“So is this it? What you want?” Stefan asked. “No changing your mind later,” he added.
“Well, maybe when he’s twenty,” Daria said teasingly. The boy laughed, as if the idea of being that old was ludicrous.
Twenty. For a moment Stefan just stared at his son, tried to picture him at that age. You’re still surprised by him at five. Twenty’s beyond your imagination.
Sam shifted his gaze. Gave his father a look that seemed equal parts hope and doubt. “Did you mean it? I can have this in that room?”
That room. Not my room. Daria had been right.
“It’s your room now, Sam,” he said quietly. “So yes, you can have this in your room.”
After a moment, when Sam didn’t speak, Daria said, “I’m sure your room would have been ready if your dad had known sooner you were coming.” She gave Sam a wide-eyed look. “But who knows what he would have picked out? Maybe something really babyish, because he remembers when you were a baby.”
Sam looked horrified. “No! I want this.”
They ended up buying the bed, a shelf that could be hung off the end to make a night table, a small dresser and a couple of pictures for the walls. And, when Daria pointed out—tactfully—that as tall as Sam was for his age, he couldn’t reach clothes hanging in the closet, they added a clever setup that hung a lower pole from the upper one, right at Sam’s height.
Stefan managed not to wince when the clerk rang up the total. But Sam was quite disappointed when he realized they couldn’t take it all with them, and that the furniture and some of the other items would have to be delivered in a few days.
“It won’t all fit in the car, plus we have to get the other stuff out of there,” Stefan explained, “so there’s room for your stuff.”
“Oh,” the boy said. Then, warily again, “Are you mad?”
Stefan blinked. “About what, son?”
“Your stuff.”
For a moment Stefan couldn’t think of what to say. So he tried to imagine what Daria would say. And running on that impulse, he reached out and ran a hand over the boy’s soft, short curls. “You’re worth a lot more to me than any amount of stuff.”
Sam stared at him as if he wasn’t sure whether to believe him or not. They were on their way back to the car when Daria’s phone rang. She answered as Stefan got Sam in and situated in the booster seat. The boy didn’t like it, and Stefan understood; he was tall enough it seemed extraneous. But it was the law, and so into the booster seat he went.

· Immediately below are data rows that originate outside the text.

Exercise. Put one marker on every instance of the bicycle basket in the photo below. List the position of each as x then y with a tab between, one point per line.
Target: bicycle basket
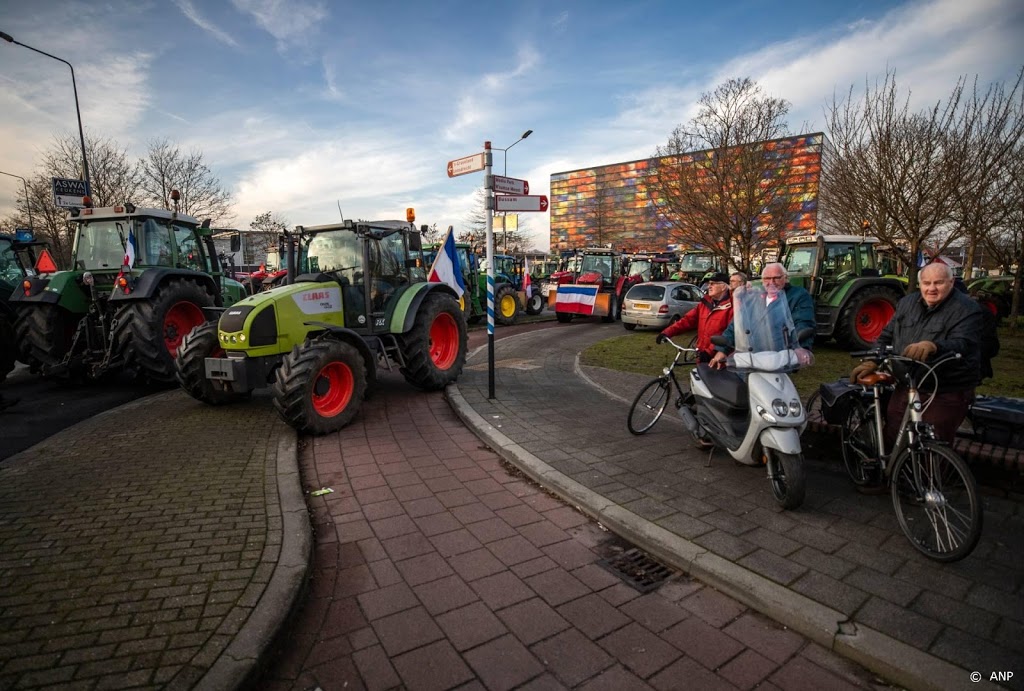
837	397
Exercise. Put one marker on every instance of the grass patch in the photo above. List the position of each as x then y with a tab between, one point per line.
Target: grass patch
636	351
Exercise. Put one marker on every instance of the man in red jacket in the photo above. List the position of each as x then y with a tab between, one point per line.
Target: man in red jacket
710	317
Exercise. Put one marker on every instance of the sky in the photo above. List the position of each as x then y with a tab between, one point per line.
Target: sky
301	106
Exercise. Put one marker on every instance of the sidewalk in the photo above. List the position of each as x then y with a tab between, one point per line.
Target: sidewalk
839	570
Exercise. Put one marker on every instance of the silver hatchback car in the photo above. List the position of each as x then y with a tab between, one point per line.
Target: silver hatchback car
658	303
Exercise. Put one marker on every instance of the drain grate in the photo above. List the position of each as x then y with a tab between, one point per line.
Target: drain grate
638	569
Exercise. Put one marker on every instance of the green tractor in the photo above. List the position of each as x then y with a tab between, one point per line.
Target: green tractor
359	299
141	279
853	301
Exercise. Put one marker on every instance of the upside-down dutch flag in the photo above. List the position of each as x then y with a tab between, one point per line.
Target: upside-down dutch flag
576	299
445	268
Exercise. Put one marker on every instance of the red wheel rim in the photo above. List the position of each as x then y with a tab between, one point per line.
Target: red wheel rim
872	317
443	341
180	319
333	389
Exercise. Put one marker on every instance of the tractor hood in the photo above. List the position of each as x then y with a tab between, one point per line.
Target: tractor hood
271	322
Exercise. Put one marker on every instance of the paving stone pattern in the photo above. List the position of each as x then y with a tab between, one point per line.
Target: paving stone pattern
436	567
841	549
133	548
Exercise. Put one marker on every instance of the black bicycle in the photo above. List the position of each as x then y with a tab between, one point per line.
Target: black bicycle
649	404
933	489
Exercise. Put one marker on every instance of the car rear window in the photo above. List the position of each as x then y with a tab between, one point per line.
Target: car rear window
646	292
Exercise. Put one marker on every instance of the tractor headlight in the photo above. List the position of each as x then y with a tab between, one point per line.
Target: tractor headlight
765	415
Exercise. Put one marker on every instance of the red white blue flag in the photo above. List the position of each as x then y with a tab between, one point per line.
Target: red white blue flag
446	268
576	298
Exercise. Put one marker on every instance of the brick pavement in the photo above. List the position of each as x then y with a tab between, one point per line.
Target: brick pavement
154	546
839	569
437	566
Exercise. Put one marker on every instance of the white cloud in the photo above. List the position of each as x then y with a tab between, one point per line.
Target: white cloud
194	15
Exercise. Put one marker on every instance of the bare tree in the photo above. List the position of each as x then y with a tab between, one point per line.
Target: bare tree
717	183
896	167
166	168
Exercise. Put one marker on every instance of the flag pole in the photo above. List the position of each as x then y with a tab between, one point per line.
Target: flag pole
489	224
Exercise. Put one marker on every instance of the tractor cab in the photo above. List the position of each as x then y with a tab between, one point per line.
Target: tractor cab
372	262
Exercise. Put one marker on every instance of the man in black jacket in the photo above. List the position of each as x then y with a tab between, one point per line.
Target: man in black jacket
936	321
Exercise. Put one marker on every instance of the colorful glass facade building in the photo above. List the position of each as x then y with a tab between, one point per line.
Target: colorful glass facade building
612	201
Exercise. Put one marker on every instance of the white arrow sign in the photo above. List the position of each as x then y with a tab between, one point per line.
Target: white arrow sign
468	164
521	203
510	185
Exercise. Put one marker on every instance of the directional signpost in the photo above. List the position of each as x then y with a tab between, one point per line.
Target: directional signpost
520	203
467	164
510	185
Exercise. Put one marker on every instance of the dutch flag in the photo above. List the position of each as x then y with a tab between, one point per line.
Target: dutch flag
445	268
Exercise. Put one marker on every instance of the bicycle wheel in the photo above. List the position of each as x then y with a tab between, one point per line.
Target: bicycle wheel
859	439
649	404
936	501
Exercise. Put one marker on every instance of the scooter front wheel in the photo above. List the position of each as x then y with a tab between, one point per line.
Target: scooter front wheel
785	473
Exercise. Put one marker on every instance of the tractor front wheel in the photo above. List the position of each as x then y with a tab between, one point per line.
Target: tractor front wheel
320	386
435	347
147	333
864	315
189	365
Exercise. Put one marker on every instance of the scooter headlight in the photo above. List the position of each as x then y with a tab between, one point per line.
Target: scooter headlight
765	415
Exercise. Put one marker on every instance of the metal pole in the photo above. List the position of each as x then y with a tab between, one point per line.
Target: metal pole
488	224
28	204
78	112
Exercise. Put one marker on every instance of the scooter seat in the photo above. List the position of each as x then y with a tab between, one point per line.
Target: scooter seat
724	385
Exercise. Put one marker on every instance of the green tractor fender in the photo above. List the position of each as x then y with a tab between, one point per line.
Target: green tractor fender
61	289
151	279
407	307
359	342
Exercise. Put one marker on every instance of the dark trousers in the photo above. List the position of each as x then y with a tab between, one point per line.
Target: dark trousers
946	413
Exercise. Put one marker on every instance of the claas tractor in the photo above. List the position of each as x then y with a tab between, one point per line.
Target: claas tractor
140	279
359	300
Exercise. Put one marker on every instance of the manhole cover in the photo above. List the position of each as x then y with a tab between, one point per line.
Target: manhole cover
638	569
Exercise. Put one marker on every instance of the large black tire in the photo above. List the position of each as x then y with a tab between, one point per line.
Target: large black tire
44	333
435	347
189	366
320	386
864	315
147	333
506	306
785	473
535	305
8	346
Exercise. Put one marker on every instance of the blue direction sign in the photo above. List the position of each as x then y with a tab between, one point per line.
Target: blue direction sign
68	192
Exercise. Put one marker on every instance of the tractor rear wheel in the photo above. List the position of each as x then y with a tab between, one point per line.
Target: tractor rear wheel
435	347
864	315
506	306
44	333
320	386
189	365
147	333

“That was Fiona,” Daria said as she got in and fastened her own belt. “She suggested this Saturday for the playdate. They’ve got a covered patio with heaters, so the boys can have lunch outside and if the weather holds play on the fort, as they call it.”
Stefan turned to look at her. “Just like that?”
“Fiona,” Daria said, “is the mother every kid wishes they could have. He’ll have fun and be safe. Can’t ask for much more than that.”
“No,” Stefan said gruffly. “I…thank you.”
“Thank her. All I did was facilitate.”
“Still…if not for you…” He drew in a breath. “If not for you, a lot of things.”
And suddenly it was there, in the car with them, the memory of last night and that hug of thanks that had become an entirely different kind of embrace. And he knew, by the way she averted her eyes and became suddenly busy adjusting her purse, that she felt it, too.
Where that left them, he had no idea.